Face à un contexte urbain défavorable à la réalisation de leur droit à la ville, cette recherche questionne l’expérience dans l’espace public des jeunes filles issues de milieux défavorisés, en particulier lorsqu’elles se déplacent.
Cette recherche-action répond à trois objectifs: a) produire des connaissances sur les expériences spécifiques des jeunes femmes dans les espaces publics, au cours de leurs déplacements quotidiens; b) favoriser l’autonomisation individuelle et collective dans un contexte d’inégalité de genre; c) informer la politique urbaine locale en vue d’une justice spatiale.
Ce qui a été fait en 2019
La recherche a été menée cette année. Une première phase pour établir un contexte a été mise en œuvre en 2018, avec la réalisation d’entrevues semi-structurées avec des acteurs clés autour de l’expérience urbaine des jeunes femmes. Une deuxième phase a ensuite été conduite en 2019, qui consistait à mener un processus participatif avec 10 jeunes femmes provenant du quartier Miramar à Zapopan. Durant ce processus nous avons analysé les expériences des participantes dans l’espace public avec diverses méthodes participatives telles que les cartes mentales, la cartographie du corps, la photographie, les groupes de discussion et les marches exploratoires. Nous avons ensuite réfléchi à des solutions et recommandations urbanistiques dans le but d’améliorer leurs expériences dans l’espace public. Finalement, une présentation a été organisée durant laquelle les participantes ont présenté le processus à des employés municipaux, des élus, des groupes communautaires ainsi que des employés du gouvernement de l’état.
Résultats préliminaires
Parmi les différents résultats obtenus, deux éléments sont à souligner comme étant les plus significatifs.

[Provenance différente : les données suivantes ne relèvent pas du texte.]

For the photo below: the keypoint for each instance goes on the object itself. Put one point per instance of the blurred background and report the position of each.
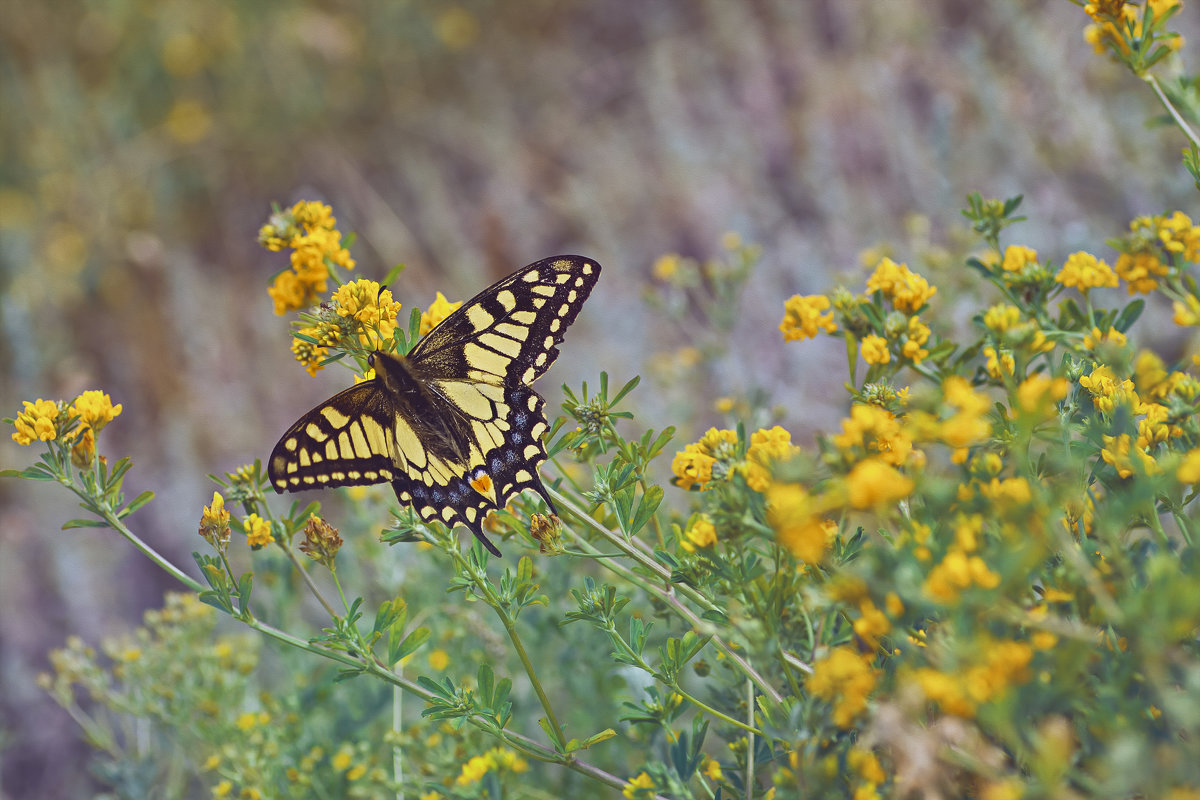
(143, 142)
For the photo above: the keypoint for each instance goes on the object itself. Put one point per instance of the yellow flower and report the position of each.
(639, 787)
(907, 290)
(875, 349)
(876, 432)
(439, 660)
(804, 317)
(666, 266)
(258, 531)
(372, 310)
(36, 422)
(1140, 270)
(1189, 469)
(913, 340)
(1107, 391)
(95, 409)
(767, 446)
(873, 482)
(215, 523)
(871, 623)
(999, 364)
(342, 759)
(694, 465)
(438, 310)
(845, 679)
(1084, 271)
(1017, 257)
(955, 572)
(798, 527)
(700, 533)
(310, 229)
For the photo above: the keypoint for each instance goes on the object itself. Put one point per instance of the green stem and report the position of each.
(109, 516)
(510, 626)
(1170, 109)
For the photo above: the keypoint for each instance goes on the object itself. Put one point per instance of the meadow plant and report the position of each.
(984, 583)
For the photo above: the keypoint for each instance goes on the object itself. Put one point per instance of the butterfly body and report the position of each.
(454, 425)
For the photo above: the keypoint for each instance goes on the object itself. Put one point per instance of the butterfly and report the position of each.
(454, 425)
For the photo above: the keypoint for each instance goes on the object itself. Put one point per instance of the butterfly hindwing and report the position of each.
(454, 425)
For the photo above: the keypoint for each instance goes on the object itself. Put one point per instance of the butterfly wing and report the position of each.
(509, 334)
(454, 425)
(483, 358)
(347, 440)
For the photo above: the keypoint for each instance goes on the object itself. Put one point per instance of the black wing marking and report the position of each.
(509, 334)
(347, 440)
(503, 471)
(454, 426)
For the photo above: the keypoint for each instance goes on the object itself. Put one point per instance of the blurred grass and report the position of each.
(142, 143)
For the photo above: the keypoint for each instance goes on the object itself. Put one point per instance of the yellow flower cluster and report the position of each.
(43, 421)
(905, 289)
(844, 678)
(369, 310)
(311, 232)
(1003, 663)
(766, 447)
(258, 531)
(797, 518)
(1115, 22)
(1084, 271)
(804, 317)
(1018, 257)
(642, 786)
(496, 759)
(37, 422)
(711, 457)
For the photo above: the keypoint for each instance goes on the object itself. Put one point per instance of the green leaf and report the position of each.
(646, 509)
(559, 745)
(245, 587)
(35, 473)
(137, 503)
(411, 644)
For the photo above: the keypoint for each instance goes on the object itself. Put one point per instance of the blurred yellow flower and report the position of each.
(1017, 257)
(845, 679)
(804, 317)
(36, 422)
(258, 531)
(875, 349)
(1084, 271)
(906, 289)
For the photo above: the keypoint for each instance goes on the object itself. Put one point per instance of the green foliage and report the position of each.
(984, 584)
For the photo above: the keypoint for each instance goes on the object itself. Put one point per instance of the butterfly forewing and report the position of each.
(509, 334)
(454, 426)
(347, 440)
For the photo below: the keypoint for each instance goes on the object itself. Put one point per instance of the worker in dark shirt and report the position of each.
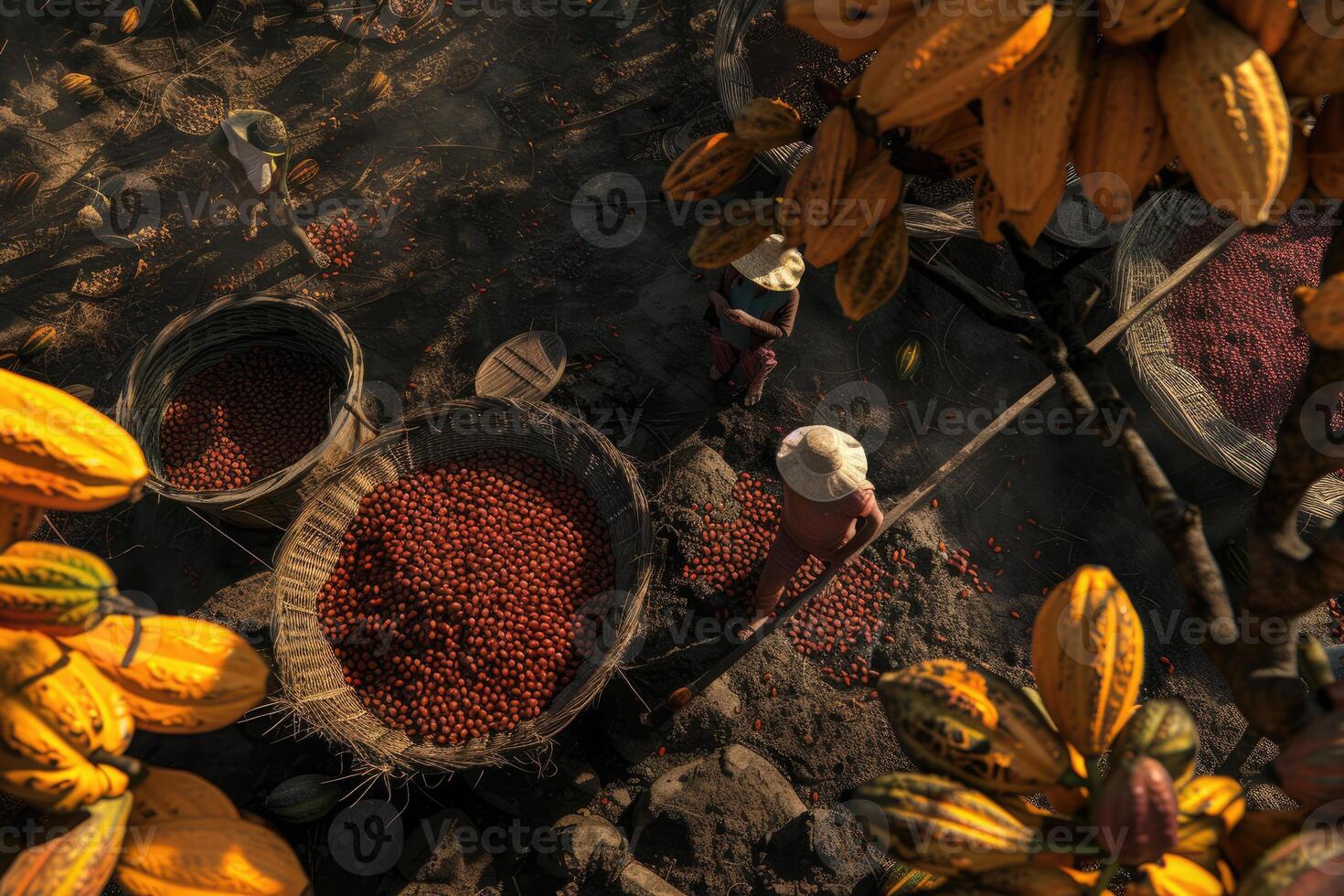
(755, 303)
(254, 146)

Tout d’abord, on observe que les jeunes femmes vivent une double exclusion dans l’espace public et voient par conséquent leur droit à la ville insatisfait. La première exclusion est liée à l’inégalité de genre et à la violence qu’elles vivent en tant que jeunes femmes. La seconde est associée au paradigme centré sur l’adulte et à la perception sociale selon laquelle les jeunes femmes sont vulnérables. Par conséquent, l’accès des jeunes femmes à l’espace public est limité et contrôlé. Sur la base de ce constat, nous concluons que l’expérience vécue par les jeunes femmes dans les espaces publics favorise encore plus l’insécurité, la violence et l’inégalité. Par conséquent, si nous voulons vraiment leur donner la possibilité d’exercer leur droit à la ville, il est important qu’elles comprennent leur condition et qu’elles participent à la construction de l’environnement urbain dans lequel elles vivent.
Deuxièmement, nous montrons que les processus participatifs en matière d’urbanisme peuvent être bénéfiques et puissants, en particulier pour favoriser la réalisation du droit à la ville. En effet, grâce aux outils participatifs, nous avons pu non seulement obtenir beaucoup d’informations sur les expériences des jeunes femmes, mais aussi nous avons pu comprendre leurs préoccupations et prendre en compte leurs idées et leurs solutions. Plus que cela, nous avons constaté qu’il s’agissait d’un processus de changement puissant. En d’autres termes, nous avons pu consolider, à un niveau personnel et collectif, leurs capacités à agir en tant que personnes, leurs capacités à produire, transformer et concevoir l’espace.